Eles já têm assinaturas suficientes para a abertura de uma Comissão Parlamentar Mista de Inquérito (CPMI) para apurar os ataques às sedes do Três Poderes, em 8 de janeiro, mas a instalação órgão depende de um ato oficial do presidente do Senado, Rodrigo Pacheco (PSD-MG), aliado do Palácio do Planalto.
Logo após os ataques, algumas imagens da atuação dos radicais dentro do palácio chegaram a ser divulgadas pelo governo, mas o GSI determinou sigilo de cinco anos sobre e totalidade das gravações.
Segundo reportagem do portal G1, a situação do agora ex-ministro foi agravada porque o próprio Lula teria solicitado a Dias imagens da atuação dos vândalos em frente ao gabinete presidencial, mas ele teria respondido que as imagens estavam indisponíveis.
Proximidade com Lula
Dias foi escolhido para comandar o GSI porque contava com a confiança de Lula. Ele chefiou a segurança do petista em seus dois primeiros mandatos (2003-2010), quando recebeu o apelido de “sombra”, por sua proximidade constante com o presidente.
Apesar de Dias ter sido nomeado por Lula, a Secretaria de Comunicação da Presidência da República (Secom) destacou em nota divulgada nesta quarta-feira a presença de oficiais remanescentes do governo Bolsonaro na equipe do GSI, quando houve a invasão.
“A violência terrorista que se instalou no dia 8 de janeiro contra os Três Poderes da República alcançou um governo recém-empossado, portanto, com muitas equipes ainda remanescentes da gestão anterior, inclusive no Gabinete de Segurança Institucional (GSI), que foram afastados nos dias subsequentes ao episódio”, disse o comunicado.
A Secom ressaltou ainda que a PF tem as imagens da invasão e está “investigado e realizado prisões de acordo com ordens judiciais (do STF)”.
“Dessa forma, todos os militares envolvidos no dia 8 de janeiro já estão sendo identificados e investigados no âmbito do referido inquérito.

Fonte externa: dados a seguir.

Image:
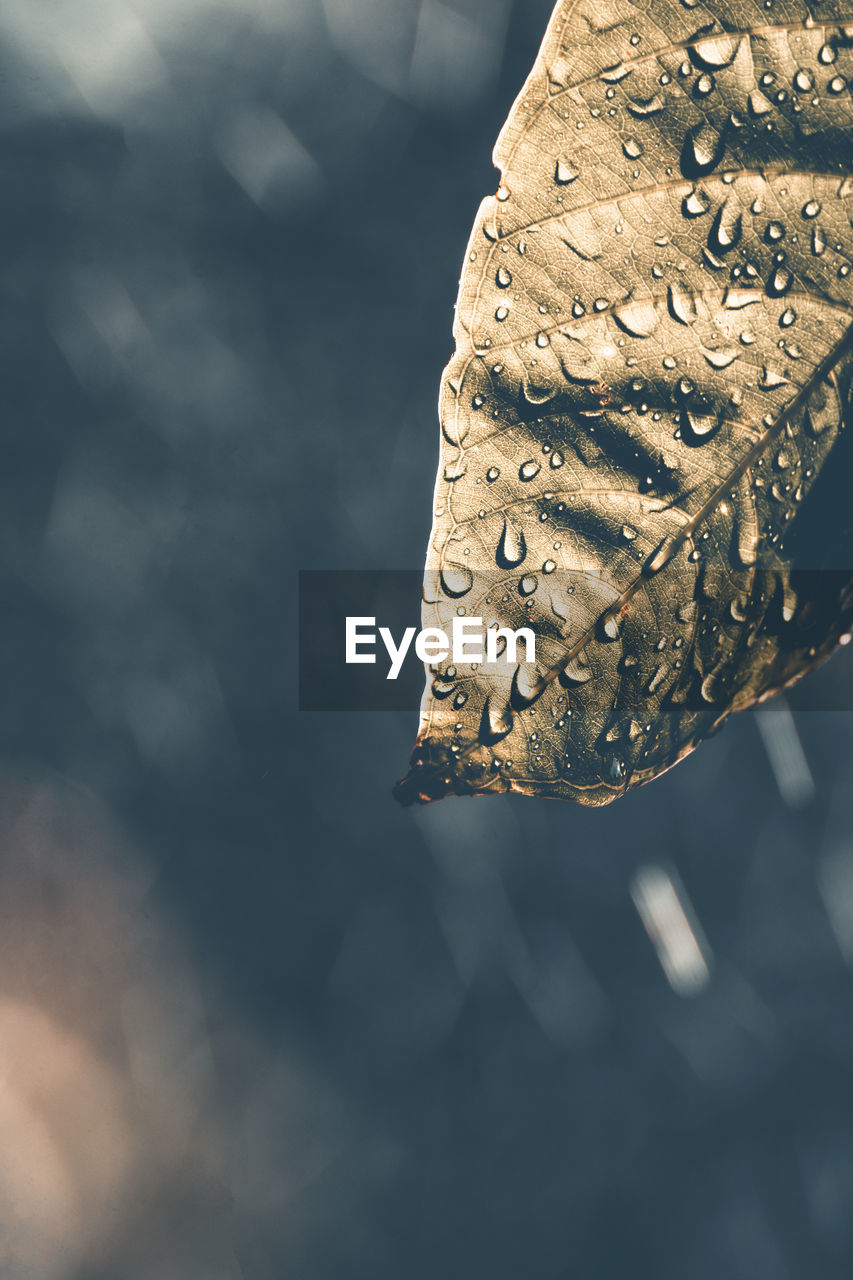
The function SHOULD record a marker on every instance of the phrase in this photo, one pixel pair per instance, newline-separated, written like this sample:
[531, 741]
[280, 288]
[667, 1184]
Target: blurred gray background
[255, 1020]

Já foram ouvidos 81 militares, inclusive do GSI”, acrescenta a nota.

Rodrigo Pacheco, defendeu punição de qualquer agente leniente no 8 de janeiro – Foto: reprodução
Antes da demissão do ministro, o presidente do Senado, Rodrigo Pacheco, defendeu a punição de qualquer agente leniente no 8 de janeiro.
“Se houve algum tipo de leniência, se houve algum tipo de tolerância, com essas invasões que não eram manifestações, o tratamento deveria ser de atos criminosos”, afirmou durante viagem oficial a Londres.

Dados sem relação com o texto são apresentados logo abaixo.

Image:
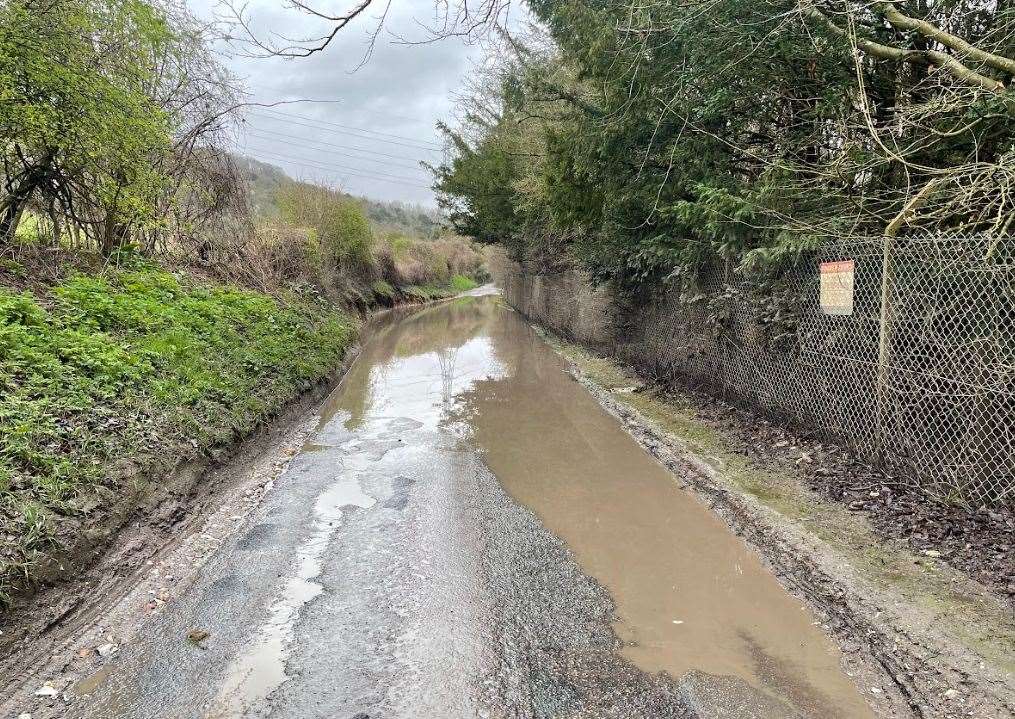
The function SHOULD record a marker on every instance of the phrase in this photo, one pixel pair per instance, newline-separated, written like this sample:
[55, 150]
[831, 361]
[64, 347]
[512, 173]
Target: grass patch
[461, 283]
[136, 368]
[958, 605]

Já o GSI anunciou em uma nota que as condutas dos agentes envolvidos “estão sendo apuradas em sede de sindicância investigativa instaurada no âmbito deste ministério”.
O comunicado diz ainda que, “se condutas irregulares forem comprovadas, os respectivos autores serão responsabilizados”.
Por outro lado, o órgão tentou justificar a atuação dos oficiais.
“O Gabinete de Segurança Institucional da Presidência da República esclarece que as imagens mostram a atuação dos agentes de segurança que foi, em um primeiro momento, no sentido de evacuar os quarto e terceiro pisos do Palácio do Planalto, concentrando os manifestantes no segundo andar, onde, após aguardar o reforço do pelotão de choque da PM/DF, foi possível realizar a prisão dos mesmos”, informou em nota.